# Holy Crap Not Holy Smokes!



## Mattuk (Oct 16, 2010)

Lost for words!

http://www.myholysmoke.com/


----------



## hassell (Feb 9, 2010)

Shot out over a marsh or the mountains or sent to outer space are one of many options nowadays, leaving this world with a bang is the latest fad!!!!!


----------



## bones44 (Jan 7, 2011)

I saw a similar article somewhere a few weeks ago. I told my wife that I'd like to do something like that as she knows my wishes to be cremated. Didn't go over too well. I thinks it's a cool idea and kinda nutty all at the same time. I've never been known to conform anyway.


----------



## bar-d (Feb 3, 2010)

Well, I have seen just about everything now. Next thing you know, someone will want to put your ashes in a bag of deer corn.


----------



## Helmet_S (Mar 18, 2010)

Did you guys see the prices on that stuff. $850 plus cost of manufacturers cost of components for either 250 shot shell, 100 rifle cartridges, or 250 handgun cartridges. That is ridiculous.

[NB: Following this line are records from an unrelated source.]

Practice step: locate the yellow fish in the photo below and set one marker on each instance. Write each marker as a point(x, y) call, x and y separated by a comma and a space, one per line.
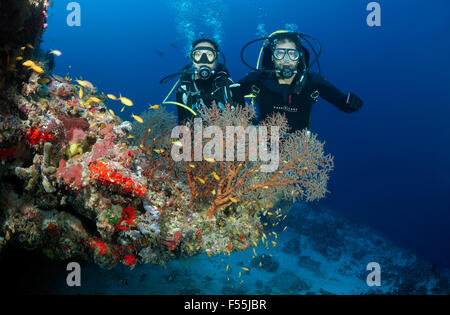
point(94, 99)
point(137, 118)
point(43, 81)
point(56, 53)
point(177, 143)
point(86, 84)
point(125, 101)
point(37, 69)
point(29, 63)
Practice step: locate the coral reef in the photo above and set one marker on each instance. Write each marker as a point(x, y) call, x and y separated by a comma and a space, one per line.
point(76, 183)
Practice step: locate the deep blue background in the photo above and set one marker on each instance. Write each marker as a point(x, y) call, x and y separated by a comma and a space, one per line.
point(392, 158)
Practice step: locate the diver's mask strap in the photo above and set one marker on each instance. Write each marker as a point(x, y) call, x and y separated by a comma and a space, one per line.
point(204, 55)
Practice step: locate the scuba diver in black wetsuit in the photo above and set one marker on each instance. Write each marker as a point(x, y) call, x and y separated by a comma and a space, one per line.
point(208, 81)
point(286, 84)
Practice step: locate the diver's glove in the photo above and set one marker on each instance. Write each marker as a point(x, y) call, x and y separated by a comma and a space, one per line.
point(354, 102)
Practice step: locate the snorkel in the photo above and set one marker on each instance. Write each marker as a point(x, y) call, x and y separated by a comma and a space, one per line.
point(203, 72)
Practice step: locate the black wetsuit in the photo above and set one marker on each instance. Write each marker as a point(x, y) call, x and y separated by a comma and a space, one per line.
point(196, 93)
point(295, 100)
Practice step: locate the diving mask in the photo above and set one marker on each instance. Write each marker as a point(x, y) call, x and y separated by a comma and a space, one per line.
point(206, 55)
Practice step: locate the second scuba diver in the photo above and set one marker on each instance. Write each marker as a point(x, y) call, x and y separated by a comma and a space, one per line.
point(286, 84)
point(208, 81)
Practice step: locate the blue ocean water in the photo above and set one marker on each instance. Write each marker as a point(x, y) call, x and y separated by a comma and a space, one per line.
point(392, 172)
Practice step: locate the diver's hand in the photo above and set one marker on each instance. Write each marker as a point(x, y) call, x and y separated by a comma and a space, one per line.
point(354, 102)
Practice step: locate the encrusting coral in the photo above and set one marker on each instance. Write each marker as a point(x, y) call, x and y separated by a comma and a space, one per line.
point(79, 182)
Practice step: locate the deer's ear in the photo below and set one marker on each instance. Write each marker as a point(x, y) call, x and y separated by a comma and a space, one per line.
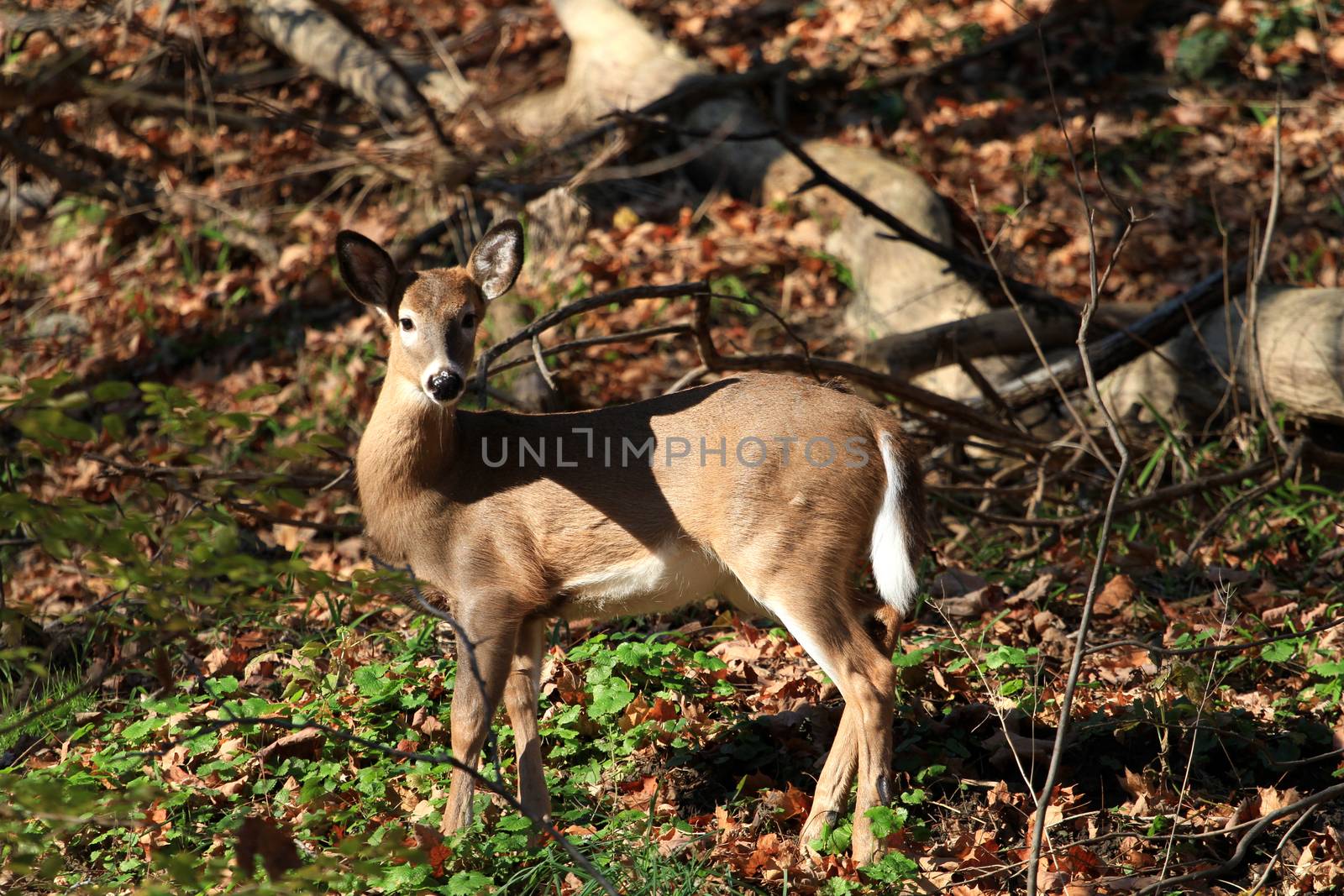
point(367, 270)
point(497, 258)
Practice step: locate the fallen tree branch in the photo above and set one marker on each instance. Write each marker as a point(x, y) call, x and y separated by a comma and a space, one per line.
point(1121, 347)
point(998, 332)
point(712, 360)
point(1243, 846)
point(978, 270)
point(575, 309)
point(1090, 376)
point(353, 26)
point(1214, 647)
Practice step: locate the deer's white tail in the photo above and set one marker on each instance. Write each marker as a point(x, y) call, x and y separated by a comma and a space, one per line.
point(893, 562)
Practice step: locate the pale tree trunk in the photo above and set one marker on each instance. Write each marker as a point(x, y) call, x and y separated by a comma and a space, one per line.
point(618, 63)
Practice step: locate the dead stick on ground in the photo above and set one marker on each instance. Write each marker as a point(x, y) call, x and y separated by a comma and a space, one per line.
point(1032, 335)
point(351, 23)
point(1243, 846)
point(1104, 537)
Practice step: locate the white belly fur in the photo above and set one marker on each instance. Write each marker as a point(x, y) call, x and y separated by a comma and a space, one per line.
point(665, 579)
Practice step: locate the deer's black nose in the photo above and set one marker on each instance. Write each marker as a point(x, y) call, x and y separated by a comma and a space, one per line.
point(445, 385)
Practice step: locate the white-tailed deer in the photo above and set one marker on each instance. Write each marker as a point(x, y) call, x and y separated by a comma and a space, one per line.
point(772, 492)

I agree though that this is kind of a cool nutty way to go out with a bang.


----------



## Bigdrowdy1 (Jan 29, 2010)

Gives a whole new meaning to recycled brASS!!!


----------



## Mattuk (Oct 16, 2010)

Tom man Rodney!


----------



## youngdon (Mar 10, 2010)

Bigdrowdy1 said:


> Gives a whole new meaning to recycled brASS!!!


LOL Good to see you back Rodney.


----------



## Bigdrowdy1 (Jan 29, 2010)

Good to be able to be here Sir!!!!


----------



## youngdon (Mar 10, 2010)

Geez man are you still at work ??


----------



## Bigdrowdy1 (Jan 29, 2010)

No but did just get home. Salvaged an old system out of the garage and back online at the house.


----------



## youngdon (Mar 10, 2010)

Good for you !


----------



## Bigdrowdy1 (Jan 29, 2010)

Chris got me lined out and was able to get back on with my original self.


----------